Transition WildFire Profiles Safely to Best Practices
Apply WildFire Analysis profiles to allow rules to protect
against unknown threats without risking application availability.
The following guidance helps define the initial configuration of WildFire Analysis
profiles.
Palo Alto Networks Next-Generation Firewalls include the basic WildFire service and don't require
an Advanced WildFire (or active legacy WildFire) subscription. The basic service enables
the firewall to forward PE files for analysis and retrieves Advanced WildFire signatures
only with an antivirus and/or Threat Prevention update every 24-48 hours. An
Advanced WildFire subscription (PAN-OS 10.0 or
later) or legacy WildFire subscription includes many more features, such as receiving
updates in real-time, support for more file types, and an API.
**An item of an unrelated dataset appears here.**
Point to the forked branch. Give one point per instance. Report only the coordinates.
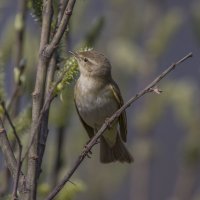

To identify and prevent threats, the firewall must have
visibility into application traffic.
Decrypt as much traffic
as local regulations, business considerations, privacy considerations,
and technical ability allow. If you don’t decrypt traffic, the firewall
can’t analyze encrypted headers and payload information.
WildFire signature generation is highly accurate and false positives are rare. Deploying the
default WildFire Analysis profile (which is the best practices profile) does not impact
network traffic. (However, WildFire Action settings in the
Antivirus profile might impact
traffic if the traffic generates a WildFire signature that results in a reset or drop
action.)
When you have the initial profiles in place, monitor the WildFire Submissions logs () for enough time to gain confidence that you understand whether any
business-critical applications cause alerts or blocks due to the Antivirus profile
WildFire Action. Create exceptions (open a support ticket if necessary) in the Antivirus
profile as needed to remediate any confirmed false positives.